In questo libro dal titolo "L'accanimento terapeutico", l'autore Salvino Leone, medico e teologo, studioso di bioetica, pone l'accento oltre che sulla dignità della vita anche sulla dignità della morte. Talora la morte non è subitanea ma, una volta che colpisce l'uomo, lo avvia, gradualmente, al distacco definitivo e irreversibile. Ma se irreversibile è il decesso non lo è meno il periodo che può durare anche giorni, in cui il malato, già entrato in un'altra dimensione, si trova sospeso tra due mondi, il naturale e il soprannaturale. Ma in questa fase così delicata, unica per ciascuno, lo stesso malato vuole essere lasciato in pace e ne ha tutto il diritto.
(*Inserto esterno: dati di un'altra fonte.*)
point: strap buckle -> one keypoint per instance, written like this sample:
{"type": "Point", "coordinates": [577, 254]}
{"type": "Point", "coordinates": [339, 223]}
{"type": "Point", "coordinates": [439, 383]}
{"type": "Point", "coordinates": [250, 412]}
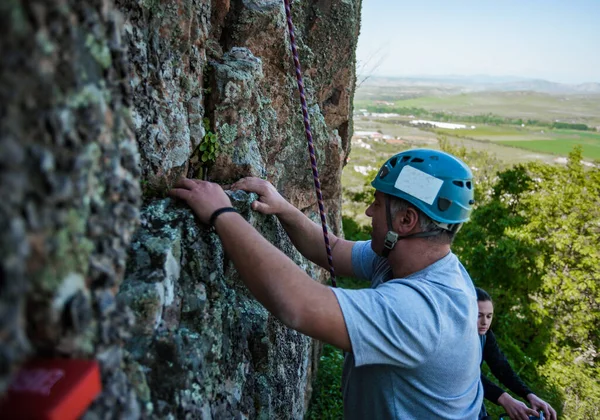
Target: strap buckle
{"type": "Point", "coordinates": [390, 240]}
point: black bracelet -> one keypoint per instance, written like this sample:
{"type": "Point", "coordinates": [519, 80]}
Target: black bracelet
{"type": "Point", "coordinates": [218, 212]}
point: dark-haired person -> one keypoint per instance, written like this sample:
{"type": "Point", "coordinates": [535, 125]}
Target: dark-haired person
{"type": "Point", "coordinates": [411, 339]}
{"type": "Point", "coordinates": [501, 369]}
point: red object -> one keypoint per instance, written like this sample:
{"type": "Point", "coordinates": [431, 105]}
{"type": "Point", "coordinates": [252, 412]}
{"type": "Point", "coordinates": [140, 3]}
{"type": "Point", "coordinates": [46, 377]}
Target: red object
{"type": "Point", "coordinates": [56, 389]}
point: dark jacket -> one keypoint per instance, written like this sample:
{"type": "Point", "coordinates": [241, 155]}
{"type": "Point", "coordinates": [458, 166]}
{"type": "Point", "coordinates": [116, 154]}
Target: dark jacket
{"type": "Point", "coordinates": [501, 369]}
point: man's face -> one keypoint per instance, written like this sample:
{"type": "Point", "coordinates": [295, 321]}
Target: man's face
{"type": "Point", "coordinates": [376, 211]}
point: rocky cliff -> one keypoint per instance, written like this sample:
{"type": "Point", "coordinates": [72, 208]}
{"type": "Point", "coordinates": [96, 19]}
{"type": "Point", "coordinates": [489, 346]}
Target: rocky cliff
{"type": "Point", "coordinates": [102, 106]}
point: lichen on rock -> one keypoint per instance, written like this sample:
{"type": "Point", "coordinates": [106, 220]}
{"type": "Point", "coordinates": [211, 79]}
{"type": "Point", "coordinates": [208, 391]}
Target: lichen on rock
{"type": "Point", "coordinates": [101, 100]}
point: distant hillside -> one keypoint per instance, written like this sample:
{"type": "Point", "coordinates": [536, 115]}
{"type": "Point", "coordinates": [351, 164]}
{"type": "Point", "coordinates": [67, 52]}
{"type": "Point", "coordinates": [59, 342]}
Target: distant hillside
{"type": "Point", "coordinates": [484, 83]}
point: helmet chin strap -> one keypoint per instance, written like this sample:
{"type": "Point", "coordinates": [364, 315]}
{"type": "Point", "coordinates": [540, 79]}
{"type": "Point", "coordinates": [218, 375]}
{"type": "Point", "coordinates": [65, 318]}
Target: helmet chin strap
{"type": "Point", "coordinates": [391, 238]}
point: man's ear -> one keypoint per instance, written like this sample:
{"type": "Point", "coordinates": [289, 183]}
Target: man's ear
{"type": "Point", "coordinates": [406, 221]}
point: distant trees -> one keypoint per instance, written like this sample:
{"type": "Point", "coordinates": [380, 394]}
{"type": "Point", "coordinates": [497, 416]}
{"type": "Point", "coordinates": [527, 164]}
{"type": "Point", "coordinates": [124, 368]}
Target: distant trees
{"type": "Point", "coordinates": [533, 244]}
{"type": "Point", "coordinates": [489, 118]}
{"type": "Point", "coordinates": [568, 126]}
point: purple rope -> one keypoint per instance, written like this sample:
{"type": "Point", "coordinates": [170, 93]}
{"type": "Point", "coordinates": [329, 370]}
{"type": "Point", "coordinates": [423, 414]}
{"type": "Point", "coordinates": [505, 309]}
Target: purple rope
{"type": "Point", "coordinates": [311, 149]}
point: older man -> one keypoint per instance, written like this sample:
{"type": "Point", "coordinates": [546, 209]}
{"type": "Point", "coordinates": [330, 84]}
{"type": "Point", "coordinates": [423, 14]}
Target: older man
{"type": "Point", "coordinates": [411, 340]}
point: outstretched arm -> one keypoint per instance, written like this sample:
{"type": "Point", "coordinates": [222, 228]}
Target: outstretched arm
{"type": "Point", "coordinates": [306, 235]}
{"type": "Point", "coordinates": [276, 281]}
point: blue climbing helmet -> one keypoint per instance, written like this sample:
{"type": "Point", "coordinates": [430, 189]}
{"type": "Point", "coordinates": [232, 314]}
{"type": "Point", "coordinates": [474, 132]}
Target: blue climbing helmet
{"type": "Point", "coordinates": [437, 183]}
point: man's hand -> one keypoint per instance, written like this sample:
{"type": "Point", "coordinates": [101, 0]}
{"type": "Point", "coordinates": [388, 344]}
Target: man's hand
{"type": "Point", "coordinates": [541, 405]}
{"type": "Point", "coordinates": [515, 409]}
{"type": "Point", "coordinates": [269, 200]}
{"type": "Point", "coordinates": [202, 196]}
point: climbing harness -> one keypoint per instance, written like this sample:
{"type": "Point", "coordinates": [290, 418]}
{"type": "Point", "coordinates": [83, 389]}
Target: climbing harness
{"type": "Point", "coordinates": [311, 149]}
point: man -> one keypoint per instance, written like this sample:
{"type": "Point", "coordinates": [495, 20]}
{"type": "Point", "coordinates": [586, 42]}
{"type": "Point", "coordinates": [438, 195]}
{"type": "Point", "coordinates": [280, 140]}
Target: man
{"type": "Point", "coordinates": [412, 343]}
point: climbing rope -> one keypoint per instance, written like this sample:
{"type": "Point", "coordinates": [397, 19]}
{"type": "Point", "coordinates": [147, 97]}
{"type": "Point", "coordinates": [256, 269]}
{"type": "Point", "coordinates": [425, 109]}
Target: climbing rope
{"type": "Point", "coordinates": [311, 149]}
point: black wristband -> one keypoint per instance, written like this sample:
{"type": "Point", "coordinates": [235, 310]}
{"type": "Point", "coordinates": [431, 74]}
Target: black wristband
{"type": "Point", "coordinates": [218, 212]}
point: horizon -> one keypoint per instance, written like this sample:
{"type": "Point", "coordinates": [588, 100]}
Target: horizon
{"type": "Point", "coordinates": [535, 40]}
{"type": "Point", "coordinates": [478, 75]}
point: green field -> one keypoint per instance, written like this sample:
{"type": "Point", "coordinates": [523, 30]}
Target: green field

Ecco è qui il nucleo della questione: accanirsi, con ricoveri in ospedale, esami clinici, prove diagnostiche, non tralasciando quel che certamente non si può negare, e cioè l'acqua e il cibo, accanirsi, dicevamo, è senza alcun dubbio moralmente illecito.
L'accanimento terapeutico che, osserva l'autore, sarebbe meglio designare con il termine "clinico", rappresenta una stravolgimento di valori ed è espressione erroneamente legata alla vita, intesa in maniera superficiale senza alcuno spiraglio verso una visione soprannaturale, ed è frutto, aggiungiamo noi, di angustia e grettezza di sentire oltre che di grande presunzione quando miri a criticare e condannare chi non lo accetti. "La vita è valore fondamentale ma non assoluto, subordinato…ad altri valori superiori come …il proprio bene spirituale." (p.26) La "vita morente" va rispettata. "il bene della persona consiste nel morire in modo umano, possibilmente a casa propria e circondato dall'affetto dei propri cari." (p. 22) "…se la dignità della vita richiede di non abbreviarla o sopprimerla, la dignità della morte esige che gli ultimi giorni siano vissuti in modo sereno e non traumatico." Diversamente "il paziente finirà i suoi giorni in ospedale, in un ambiente che lo separa dall'affetto dei suoi e dal loro accompagnamento alle soglie della morte, circondato da apparecchiature e strumenti meccanici." (p. 7)
Salvino Leone spiega come questa impostazione rispecchi il pensiero della Chiesa e cita anche la "Carta degli Operatori Sanitari" del 1995, elaborata dal Pontificio Consiglio per la pastorale della salute dove si afferma: "Il diritto alla vita si precisa nel malato terminale come diritto a morire in tutta serenità, con dignità umana e cristiana" in modo da "vivere umanamente e cristianamente la morte e non rifuggirla ad ogni costo." "Questo diritto è venuto emergendo" per proteggere l'uomo nel momento della morte "da un tecnicismo che rischia di divenire abusivo." (p.41)
"La morte contemporanea è troppo spesso una morte disumana. E' una morte che non ha per protagonista l'uomo, ma la macchina… E' una morte senza volto…E' una morte vuota."(p.102) "La morte avrà un volto umano solo se l'uomo saprà guardare con coraggio e serenità a quella falce che recide, certo, ma prelude a una nuova vita." (p.103) "Dio non si riprende il dono della vita che ci ha dato, ma ce ne dona un altro, quello della morte…All'uomo non è tolto un bene ma ne viene aggiunto un altro, persino più grande, che gli consente l'ingresso in una vita beata."(p.98) "Una morte che non fa un rassegnato riferimento alla volontà di Dio ma diventa espressione di un suo dono, e appare come misteriosa espressione della sua bontà." (p.102) e così "Se l'eutanasia e rifiuto del dono della vita, l'accanimento terapeutico appare come rifiuto del dono della morte." (p.102)
L'autore, inoltre, tratta di alcune problematiche specifiche connesse alla questione dell'accanimento terapeutico, e cioè, la proporzionalità delle cure, lo stato vegetativo, il testamento biologico, addentrandosi nell'esame delle diverse tipologie morali e nel ruolo dei Comitati etici.
L'esposizione dei problemi è condotta in maniera chiara, consequenziaria, quasi scientifica , ma non manca una sentita compartecipazione umana, sicura professionalità, e visione spirituale che affonda le radici nella verità.